Recently, Gov. Nathan Deal announced plans to tackle the state's subpar college graduation rate. According to the U.S. Department of Education, only 44 percent of Georgia's college students graduate within six years. Some metro-area colleges have even worse graduation rate averages, such as Kennesaw State University at 35 percent and Southern Polytechnic State University at a meager 29 percent.
To confront this problem, Deal plans to assemble a commission to brainstorm ways to change how public institutions are funded and to introduce a pilot program at four schools targeted at giving remedial help.
While the governor's efforts may help remedy low graduation rates, he has overlooked one notable factor: college costs.
Research has shown that a major obstacle to college graduation is affordability. The changes to the HOPE Scholarship program initiated by Deal and approved by the Legislature have made college costs increase for thousands of Georgia students. And cuts to the University System's budget have caused the Board of Regents to further increase tuition and mandatory student fees.
While our culture romanticizes college life as a care-free experience of never-ending frat parties, football games and dorm room decorating, the reality for many of today's college students is quite the opposite.
According to a federal study, only a quarter of today's university population are full-time students without outside jobs while nearly half of students work more than 20 hours a week. Many of the students who fail to finish college are those working to put themselves through school.
Since 2007, tuition at Georgia's public universities have risen from 30 percent to 46 percent. Georgia State University has the fourth-highest percentage tuition increase in the country.
The Board of Regents in 2009 also instated a "temporary" $100 institution fee — which has grown into a permanent, mandatory $404 fixture on students' accounts.
If the legislature continues to cut the USG's budget, the Board of Regents will see fit to continue to increase tuition and fees. As the cost increases, the burden to students of lower incomes and those who work to cover their school costs will become even heavier.

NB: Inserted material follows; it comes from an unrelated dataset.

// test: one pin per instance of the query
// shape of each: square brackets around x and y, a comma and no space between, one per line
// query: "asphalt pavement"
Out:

The purpose of the public university system, aided by the HOPE Scholarship, was to make Georgia's post-secondary educational institutions more accessible to students of lower incomes. However, with downgrades to HOPE and tuition costs soaring, the state seems to be back-tracking on this goal.
By limiting affordability in this way, the divide between socioeconomic classes in Georgia will grow. As students of lower income brackets are squeezed out by higher costs, education will only be accessible to those who can afford it. In the end, the "natural selection" of who gets a degree will depend less on a student's academic ability than on her ability to pay.
We can't expect graduation rates to improve if students have to take part-time course loads in order to pay their tuition bill.
If Gov. Deal is serious about improving the graduation rate, he will have to confront the affordability of the state's public colleges and universities. We need to stop viewing students as customers willing to pay for a degree and begin to view them as investments in Georgia's future.
Miranda Sain is a Creative Loafing intern.